Андрей шел по избе, как бы ещё приглашая на бой, на середину. Драться ему приходилось и в детстве, когда задразнивали «пятёрочником», и в плену. Он был сноровист и ловок в драках. Вдруг его словно переломило, скрючило. Кулак здорового человека пришелся снизу, под дых, прямо в язвенную точку, приподнимая, выворачивая живот. Короткий, молниеносный этот удар со стороны виделся лёгким тычком. Андрей распрямился, стал настороженно примериваться к противнику, но на его плечах повисли, кинулись удерживать, заламывать руки. А он рвался и не понимал: почему его-то держат?! Его скручивают? И самое чудовищное — всё это было при Елене! Она всё видела, его позор, бессилие. И хуже того, она тоже металась вокруг него, пытаясь остановить!
Савва в охотку ещё наподдал зависшему в чужих руках противнику. Елена бросилась теперь к нему. Господи, стыдоба несусветная, она же, выходило, его и защищала! Но опять же так, взывая к разуму Саввы, мол, связался черт с младенцем… И тот был снисходителен, дескать, на кого он рогом прёт, этот васёк, у меня же семь спортивных разрядов…
Бобков крутнулся, выпал из рукавов своего свитера, выскочил в дверь, успев крикнуть в страстях: «Пристрелю!»
И этот собственный крик долго нагонял его в потёмках, горячил и противно жалил. Так, скатываясь по берегу, во мрак, к тяжёлой, словно замершей в ночи водной глади, он уже когда-то бежал из плена. И пули шлепали рядом, и надо было вперед, вперед, без оглядки, и страх колол спину, и радость желанной свободы подбавляла сил, и вода спасала, укрывала. Он уходил тогда длинными нырками, глотал воздух, и снова шел под водой. Эх, хорошо, что он вырос на Волге, на могучей вольной реке, где каждый мальчишка называл себя человеком-амфибией.
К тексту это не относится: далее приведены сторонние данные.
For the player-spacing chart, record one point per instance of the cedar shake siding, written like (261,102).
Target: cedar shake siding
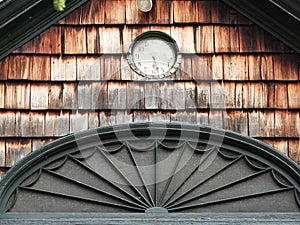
(75,76)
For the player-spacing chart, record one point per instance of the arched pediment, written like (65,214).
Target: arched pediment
(139,168)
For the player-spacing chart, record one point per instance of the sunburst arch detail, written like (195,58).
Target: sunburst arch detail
(153,167)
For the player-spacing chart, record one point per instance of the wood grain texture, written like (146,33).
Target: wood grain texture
(226,39)
(75,40)
(17,96)
(39,96)
(63,68)
(115,12)
(294,95)
(205,39)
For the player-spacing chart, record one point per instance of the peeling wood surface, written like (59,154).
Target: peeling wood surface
(75,76)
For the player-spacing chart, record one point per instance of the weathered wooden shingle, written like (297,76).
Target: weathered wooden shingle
(17,96)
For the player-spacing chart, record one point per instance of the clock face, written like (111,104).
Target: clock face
(154,54)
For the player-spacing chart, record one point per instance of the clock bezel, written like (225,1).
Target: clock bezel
(160,35)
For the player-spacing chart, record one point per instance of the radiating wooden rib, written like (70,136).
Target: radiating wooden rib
(140,175)
(187,178)
(127,180)
(91,187)
(231,199)
(202,182)
(108,181)
(220,188)
(80,198)
(171,176)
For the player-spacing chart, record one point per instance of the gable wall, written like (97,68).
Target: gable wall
(75,76)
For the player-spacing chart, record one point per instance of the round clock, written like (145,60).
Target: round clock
(154,54)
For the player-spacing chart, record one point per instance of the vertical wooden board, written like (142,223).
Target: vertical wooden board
(110,40)
(235,67)
(110,67)
(63,68)
(190,95)
(84,95)
(57,124)
(184,37)
(20,67)
(55,97)
(2,96)
(205,39)
(41,68)
(230,95)
(2,153)
(70,96)
(293,95)
(39,96)
(266,123)
(129,33)
(63,124)
(23,124)
(135,95)
(91,12)
(254,123)
(294,153)
(117,96)
(115,12)
(253,94)
(184,117)
(267,67)
(78,122)
(160,13)
(202,67)
(204,9)
(9,122)
(48,41)
(184,11)
(93,120)
(204,95)
(281,96)
(37,124)
(286,67)
(239,96)
(99,95)
(236,121)
(75,41)
(16,149)
(218,96)
(152,95)
(17,96)
(88,68)
(93,40)
(202,118)
(4,65)
(251,39)
(215,118)
(254,67)
(185,72)
(217,67)
(281,145)
(281,124)
(172,96)
(226,39)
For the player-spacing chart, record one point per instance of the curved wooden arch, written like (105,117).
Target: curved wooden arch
(152,167)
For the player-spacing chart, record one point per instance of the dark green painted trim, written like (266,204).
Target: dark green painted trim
(172,131)
(154,218)
(20,21)
(273,18)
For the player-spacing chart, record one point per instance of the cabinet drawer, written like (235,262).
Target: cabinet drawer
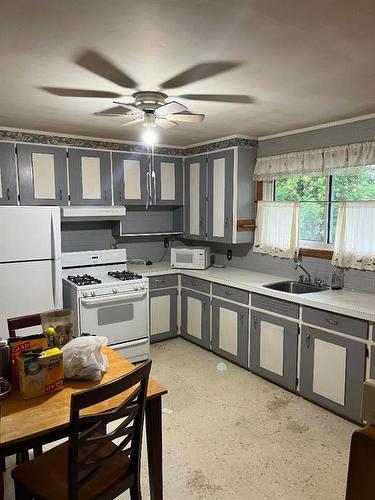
(196,284)
(228,292)
(337,322)
(275,305)
(163,281)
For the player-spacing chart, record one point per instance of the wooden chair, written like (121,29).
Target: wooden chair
(90,465)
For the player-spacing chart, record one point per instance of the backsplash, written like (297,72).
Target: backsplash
(244,257)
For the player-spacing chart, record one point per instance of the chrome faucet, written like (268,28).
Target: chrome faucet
(300,266)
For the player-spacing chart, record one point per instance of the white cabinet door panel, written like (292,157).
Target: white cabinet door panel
(43,166)
(329,371)
(160,314)
(228,334)
(90,173)
(272,347)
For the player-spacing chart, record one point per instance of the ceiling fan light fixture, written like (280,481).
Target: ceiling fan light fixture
(149,136)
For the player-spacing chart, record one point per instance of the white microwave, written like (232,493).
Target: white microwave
(191,257)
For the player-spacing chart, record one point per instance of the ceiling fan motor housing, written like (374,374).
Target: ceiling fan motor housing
(149,101)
Андрей приостановился на миг у лодки. Но тотчас понял, что если он возьмёт лодку, то она не сможет к нему переплыть. Была такая надежда, да и уверенность была, что должна она приплыть. Это всё и решало: как быть потом? Собственное обещание «пристрелить» теперь виделось постыдным, добавляло позора.
— Славка! — криком позвал он своего рабочего. Хотел, чтоб тот перевёз, а потом вернулся. Холодно — вплавь-то!
Люди мелькнули наверху. В оконном отсвете казалось, что их много.
— Войну я закончил на фронте! — сорвано прокричал он еще раз, туда, наверх. — На Втором Белорусском, под руководством маршала Рокоссовского! Под Берлином!
Длинные тени косами скользнули по отлогому берегу. И это уже когда-то было: только лаяли собаки, и стрекотал автомат.